As discussed, Mr. Ward's Affidavit maintains, ECF 90-3 at 3 ¶ 10: "[T]he initial escrow closing documents from the Southern Trust Mortgage date[d] on July 25, 2005 . . . list BB&T as the original servicer of my loan beginning on July 25, 2005 directly contradicting . . . the BB&T employee's account of when BB&T first acquired servicing rights." There is nothing in the record to suggest that "BB&T LOAN SERVICING" (ECF 56-3 at I) is the same entity as BB&T. Even assuming that the "Initial Escrow Account Disclosure Statement" (ECF 56-3 at 1) indicated that BB&T or a related entity was the initial loan servicer for plaintiffs' mortgage, this fact would not preclude a subsequent assignment of the loan from Southern to BB&T. Moreover, it provides no indication that BB&T acquired plaintiffs' loan after May 20, 2009, which is the material fact at issue here.

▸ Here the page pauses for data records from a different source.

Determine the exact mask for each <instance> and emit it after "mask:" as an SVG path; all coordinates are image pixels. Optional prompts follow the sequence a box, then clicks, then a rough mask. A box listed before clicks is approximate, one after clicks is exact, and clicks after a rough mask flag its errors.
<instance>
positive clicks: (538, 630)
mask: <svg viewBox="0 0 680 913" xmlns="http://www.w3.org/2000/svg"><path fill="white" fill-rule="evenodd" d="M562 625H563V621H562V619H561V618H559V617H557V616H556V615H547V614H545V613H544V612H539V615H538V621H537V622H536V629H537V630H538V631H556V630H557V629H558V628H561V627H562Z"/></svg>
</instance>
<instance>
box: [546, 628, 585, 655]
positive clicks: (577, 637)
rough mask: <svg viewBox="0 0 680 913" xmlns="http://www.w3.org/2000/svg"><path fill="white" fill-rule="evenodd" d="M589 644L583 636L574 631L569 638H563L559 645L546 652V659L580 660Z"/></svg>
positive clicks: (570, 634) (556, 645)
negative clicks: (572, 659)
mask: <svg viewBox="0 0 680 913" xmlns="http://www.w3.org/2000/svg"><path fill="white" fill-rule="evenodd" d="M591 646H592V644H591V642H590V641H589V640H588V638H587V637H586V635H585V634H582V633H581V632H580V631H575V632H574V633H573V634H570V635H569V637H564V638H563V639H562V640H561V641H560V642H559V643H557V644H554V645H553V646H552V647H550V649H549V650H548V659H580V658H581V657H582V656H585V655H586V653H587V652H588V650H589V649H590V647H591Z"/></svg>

In light of the foregoing, I am persuaded that no genuine dispute of material fact exists as to when BB&T acquired plaintiffs' loan. The evidence here "is so one-sided that one party must prevail as a matter of law." Anderson, 477 U.S. at 252. As evidenced by BB&T's declarations and exhibits, it has demonstrated that it acquired plaintiffs' loan during August 2005-years before S 1641(g) went into effect. Accordingly, summary judgment for BB&T as to Count II of the Amended Complaint (ECF 14) is appropriate.
For the foregoing reasons, I will grant the Second Motion (ECF 89). A separate Order follows, consistent with this Memorandum.